To do this, we offer the dagster chart and the dagster-user-deployments chart.

$ helm search repo dagster
NAME                                CHART VERSION   APP VERSION DESCRIPTION
dagster/dagster                     0.11.0          0.11.0      Dagster is a system for building modern data ap...
dagster/dagster-user-deployments    0.11.0          0.11.0      A Helm subchart to deploy Dagster User Code dep...

To manage these separate deployments, we first need to isolate Dagster infrastructure to its own deployment. This can be done by disabling the subchart that deploys the User Code in the dagster chart. This will prevent the dagster chart from creating the services and deployments related to User Code, as these will be managed in a separate release.

dagster-user-deployments:
  enableSubchart: false

Next, the workspace for the webserver must be configured with the future hosts and ports of the services exposing access to the User Code.

dagsterWebserver:
  workspace:
    enabled: true
    servers:
      - host: "k8s-example-user-code-1"
        port: 3030
      - ...

Finally, the dagster-user-deployments subchart can now be managed in its own release. The list of possible overrides for the subchart can be found in its values.yaml.

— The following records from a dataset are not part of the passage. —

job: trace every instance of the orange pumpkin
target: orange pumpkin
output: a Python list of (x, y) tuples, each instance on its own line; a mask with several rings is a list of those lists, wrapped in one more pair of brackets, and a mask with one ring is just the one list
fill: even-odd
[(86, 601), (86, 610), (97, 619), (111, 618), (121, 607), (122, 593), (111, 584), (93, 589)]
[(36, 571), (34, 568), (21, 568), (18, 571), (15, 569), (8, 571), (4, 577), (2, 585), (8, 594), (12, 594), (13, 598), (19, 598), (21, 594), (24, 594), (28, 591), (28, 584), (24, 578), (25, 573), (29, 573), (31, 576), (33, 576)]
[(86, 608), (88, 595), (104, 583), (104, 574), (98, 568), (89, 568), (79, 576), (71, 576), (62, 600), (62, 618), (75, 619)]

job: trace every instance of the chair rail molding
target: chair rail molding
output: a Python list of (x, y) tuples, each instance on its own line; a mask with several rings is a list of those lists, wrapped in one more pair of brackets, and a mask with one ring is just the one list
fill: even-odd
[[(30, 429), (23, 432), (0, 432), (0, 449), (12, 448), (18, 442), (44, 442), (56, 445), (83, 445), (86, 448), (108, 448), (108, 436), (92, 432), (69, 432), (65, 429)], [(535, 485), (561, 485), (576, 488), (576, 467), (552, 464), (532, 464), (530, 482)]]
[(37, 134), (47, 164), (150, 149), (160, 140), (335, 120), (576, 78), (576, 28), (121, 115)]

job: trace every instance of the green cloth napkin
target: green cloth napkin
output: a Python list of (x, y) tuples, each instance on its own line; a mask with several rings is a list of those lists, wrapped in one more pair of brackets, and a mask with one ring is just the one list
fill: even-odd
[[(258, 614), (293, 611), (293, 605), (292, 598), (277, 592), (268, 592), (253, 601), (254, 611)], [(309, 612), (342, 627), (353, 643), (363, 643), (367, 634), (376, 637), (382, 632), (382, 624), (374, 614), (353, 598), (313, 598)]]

helm upgrade --install user-code dagster/dagster-user-deployments -f /path/to/values.yaml

Kubernetes Job and Pod TTL management#

If you use a Kubernetes distribution that supports the TTL Controller, then Completed and Failed Jobs (and their associated Pods) will be deleted after 1 day. The TTL value can be modified in your job tags:

@job(
    tags = {
        'dagster-k8s/config': {
            'job_spec_config': {
                'ttl_seconds_after_finished': 7200
            }
        }
    }
)
def my_job():
    my_op()

If you do not use a Kubernetes distribution that supports the TTL Controller, then you can run the following commands:

  • Delete Dagster Jobs older than one day:

    kubectl get job | grep -e dagster-run -e dagster-step | awk 'match($4,/[0-9]+d/) {print $1}' | xargs kubectl delete job
    
  • Delete completed Pods older than one day:

    kubectl get pod | grep -e dagster-run -e dagster-step | awk 'match($3,/Completed/) {print $0}' | awk 'match($5,/[0-9]+d/) {print $1}' | xargs kubectl delete pod
    

Conclusion#

You should now be familiar with the common ways to customize your Dagster Helm deployment.